The Kallada river is to the north of the island. A walk by the river, cycling, and taking a boat or a canoe ride at dawn and dusk, when it is cooler, are activities to consider. This is probably a good area for bird watching too; without actively looking I spotted egrets, Kingfishers, Brahminy kites, blue-tailed bee-eaters, and cormorants. The locals are friendly and helpful. I highly recommend a canoe ride in the labyrinth of backwater canals that meander through villages, fish and shrimp farms, and mangroves and ends up at the Asthamudi lake. I rented a canoe (that came with a local oarsman) for the sunset view and it was spectacular. We started at the banks of the Kalada river at the north of the Island, traveled east, and then meandered south through the narrow canals with houses and farms on either side of the canal and ended up facing a mangrove patch (Kandal Kadu in Malayalam) to our east. The oarsman gently guided the canoe through an arch made by the Kandal trees (you can't miss it); the breadth of the arch could accommodate a single canoe. As if nature had intended this to be used for our entertainment, there was another arch right next to this one that we took on our way back, now facing the magnificent setting sun, the canoe pointing west. That January evening I took this trip was a perfect setting for photography; a clear orange-hued sky with just a few scattered clouds that stayed away from the bright circular Sun.
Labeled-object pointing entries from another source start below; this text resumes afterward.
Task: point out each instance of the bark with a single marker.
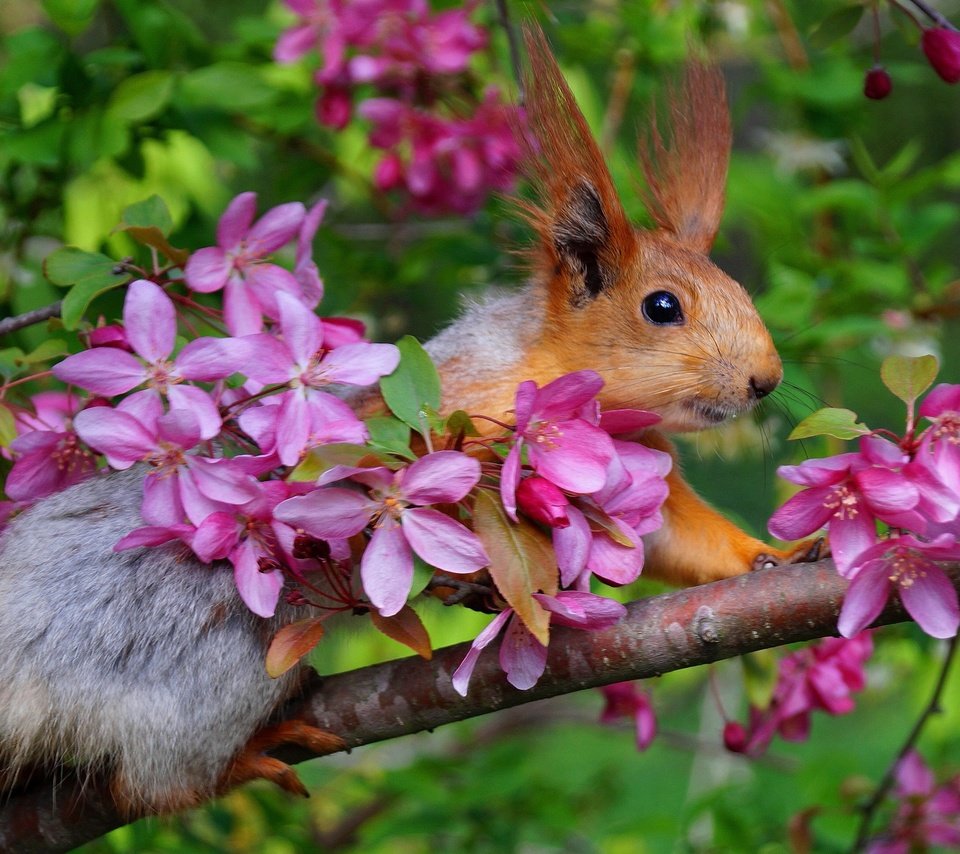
(673, 631)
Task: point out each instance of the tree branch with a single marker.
(673, 631)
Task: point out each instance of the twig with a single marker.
(513, 45)
(686, 628)
(933, 707)
(29, 318)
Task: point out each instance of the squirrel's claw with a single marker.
(252, 763)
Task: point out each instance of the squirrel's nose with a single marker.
(762, 386)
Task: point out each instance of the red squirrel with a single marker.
(146, 666)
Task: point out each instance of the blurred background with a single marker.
(842, 221)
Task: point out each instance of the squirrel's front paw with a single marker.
(807, 551)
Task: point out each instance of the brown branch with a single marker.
(686, 628)
(28, 318)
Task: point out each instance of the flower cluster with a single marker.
(819, 677)
(911, 487)
(927, 814)
(230, 432)
(447, 148)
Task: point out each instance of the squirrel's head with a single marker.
(666, 329)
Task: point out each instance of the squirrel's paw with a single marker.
(807, 551)
(252, 763)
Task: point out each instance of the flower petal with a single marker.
(103, 370)
(443, 542)
(865, 598)
(386, 568)
(443, 476)
(207, 270)
(932, 601)
(327, 513)
(150, 320)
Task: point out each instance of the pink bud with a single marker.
(109, 336)
(942, 48)
(543, 502)
(734, 737)
(877, 84)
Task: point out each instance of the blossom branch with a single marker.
(686, 628)
(29, 318)
(933, 707)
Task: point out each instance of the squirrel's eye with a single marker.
(662, 308)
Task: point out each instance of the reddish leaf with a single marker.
(405, 627)
(522, 561)
(291, 644)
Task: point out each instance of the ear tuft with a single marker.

We halted at the banks of the lake where I stretched my legs, having spent almost an hour in the canoe, and sipping piping hot lemon tea that I ordered at the restaurant there (there are two small restaurants that offer just a small selection of snacks and beverages at this time; Munore Drive Inn and Apples. Both restaurants, however, take special orders for breakfast, lunch, and dinner but you will have to tell them in advance. Munroe Drive Inn also offers accommodation). I suggest that you carry water as the entire canoe trip lasted about three hours and although it was a January evening, the temperature was still in the high 20- 30 degrees Celcius. Back to the canoe ride – from the lake with Kandal trees, we took a different canal route back to the starting point. The setting sun was to our left and the canals passed many fish and shrimp farms.
I returned to the same spot at about 6 am the next day by car to photograph the Sunrise from the banks of the lake. Facing East, to the right of the Kandal trees is a small island, directly above which the pinkish-orange haze appeared at that time. Almost simultaneously many boats and canoes with tourists and some fishermen could be seen as silhouettes. The sky was a dynamic canvas of many warm hues as the backdrop before the Sun finally showed its face as a perfect circle of fiery orange. A perfect sunrise for a photographer!
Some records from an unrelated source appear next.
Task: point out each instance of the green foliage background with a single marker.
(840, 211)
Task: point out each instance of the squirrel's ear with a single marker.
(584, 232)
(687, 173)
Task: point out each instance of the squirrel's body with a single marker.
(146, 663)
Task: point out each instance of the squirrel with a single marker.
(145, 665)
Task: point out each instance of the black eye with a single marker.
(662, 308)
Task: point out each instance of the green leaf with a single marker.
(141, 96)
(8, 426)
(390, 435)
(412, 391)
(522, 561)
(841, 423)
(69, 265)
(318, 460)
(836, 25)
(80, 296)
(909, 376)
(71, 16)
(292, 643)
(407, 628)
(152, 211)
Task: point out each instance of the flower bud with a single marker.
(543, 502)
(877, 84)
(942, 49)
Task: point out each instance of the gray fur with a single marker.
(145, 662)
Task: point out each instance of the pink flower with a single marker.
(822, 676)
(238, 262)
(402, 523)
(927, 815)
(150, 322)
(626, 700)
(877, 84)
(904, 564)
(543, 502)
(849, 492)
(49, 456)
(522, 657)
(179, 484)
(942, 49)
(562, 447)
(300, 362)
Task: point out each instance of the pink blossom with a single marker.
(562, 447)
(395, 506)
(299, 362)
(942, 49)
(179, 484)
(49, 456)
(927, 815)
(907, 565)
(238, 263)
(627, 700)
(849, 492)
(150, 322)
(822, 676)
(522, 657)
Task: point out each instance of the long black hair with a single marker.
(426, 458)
Walking or cycling along the Kalada river, or on the southern bank of the island offers many opportunities for photography too; birds, boats, canoes, and the river. I would avoid midday as it could get very hot.
That evening I drove to the jetty that connects the main island to Perumon. A small bridge, less than a kilometer before the jetty offered impressive views of the rail track bridge, coconut palm trees, and the setting sun in the background. I was lucky to have a train cross the bridge when I was there.
I took the Janghar from this jetty point early morning the next day to Perumon on my way back. I was treated to another beautiful sunrise!